La verdad es que razón no les faltaba a ninguno. De ser una niña lo que les viniera, querría educarla para ser una mujer independiente. Su habitación estaría repleta de pelotas, balones de reglamento, triciclos y patines que movieran su cuerpo. En las estanterías habría mucho relato y no tanto cuento. Mucho libro en general para mover su mente. Nada de muñecos, salvo guerreros, y nada de casitas, salvo un panteón dedicado a la Barbi. Pero como no veía la

forma de conseguirlo, no quería tener descendencia. Aunque según todo el mundo ella no pudiera quejarse, cada día que pasaba se sentía más alejada de todo lo que le había ilusionado hacer en la vida. En ese estado mental, resultaba imposible ilusionarse con la idea de tener hijos. Pero José María se pondría pesado con el tema y al final se quedaría embarazada. Cuanto más pesado se ponía, más vacía se sentía ella, más desengañada, confusa y temerosa en su presencia.

Llevaba diez minutos de espera, y volvió a imaginarse a José María esta vez departiendo con el jefe del taller los pormenores de la operación realizada a su BMW, luego serían los pormenores de la factura y, con suerte, lo vería aparecer en otros diez minutos. ¿De dónde le vendría a ella la calma que todo el mundo decía que tenía? ¿Y por qué llamaban calma a lo que seguramente no era más que indiferencia, falta de ilusión o simplemente estupidez? ¿Qué había hecho ella para merecer la envidia de los demás, salvo convertirse en la pareja de José María?

Cambió de expresión cuando advirtió que el pulso se le estaba acelerando; y es que la idea de abortar en secreto acababa de emerger en su mente, como colofón de tantas interpelaciones que llevaba haciéndose con respecto al futuro de la hija de José María aún no concebida. Era una barbaridad plantearse semejantes cosas. El peligro que entrañaba estar tanto tiempo sola, o acompañada de gente con quien no podía hablar, se manifestaba en esas disparatadas ocurrencias que tanto le asustaban. Por raro que pareciera, en aquel momento sí que se alegró de ver la cara de José María a través del cristal de la ventanilla del asiento contiguo. Bajó el cristal de la suya y sacó la cabeza para escuchar lo que le decía. – Todo correcto, nos vemos luego. Y ten cuidado, que te veo muy despistada últimamente, no vayamos a tener un disgusto.

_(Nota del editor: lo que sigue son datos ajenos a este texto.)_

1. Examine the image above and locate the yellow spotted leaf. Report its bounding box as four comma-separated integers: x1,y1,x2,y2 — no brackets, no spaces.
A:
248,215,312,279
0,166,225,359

Se despidió con la mano pensando que quien no se lleva algún disgusto de vez en cuando no aprende, pero no pronunció una sola palabra, como siempre.

Fue tras él hasta la rotonda, desde allí lo vio dirigirse hacia el acceso a la M30. Continuó hasta la siguiente salida, y a unos 200 metros se detuvo en un semáforo. Volvía a sentirse bien ahora que se había marchado, mejor que otras veces, y la intensidad de la agradable sensación le hizo esbozar una sonrisa. Ya sonriendo abiertamente, oyó un fuerte estruendo. Giró la cabeza hacia atrás para ver lo que había pasado y, después de comprobar que cualquiera que hubiera sido la causa de aquel fuerte estrépito se hallaba lejos, ajeno a su existencia, prosiguió su camino. En ninguno de sus pensamientos se coló la posibilidad de que el coche de José María estuviera involucrado en aquel fatídico accidente de la M30.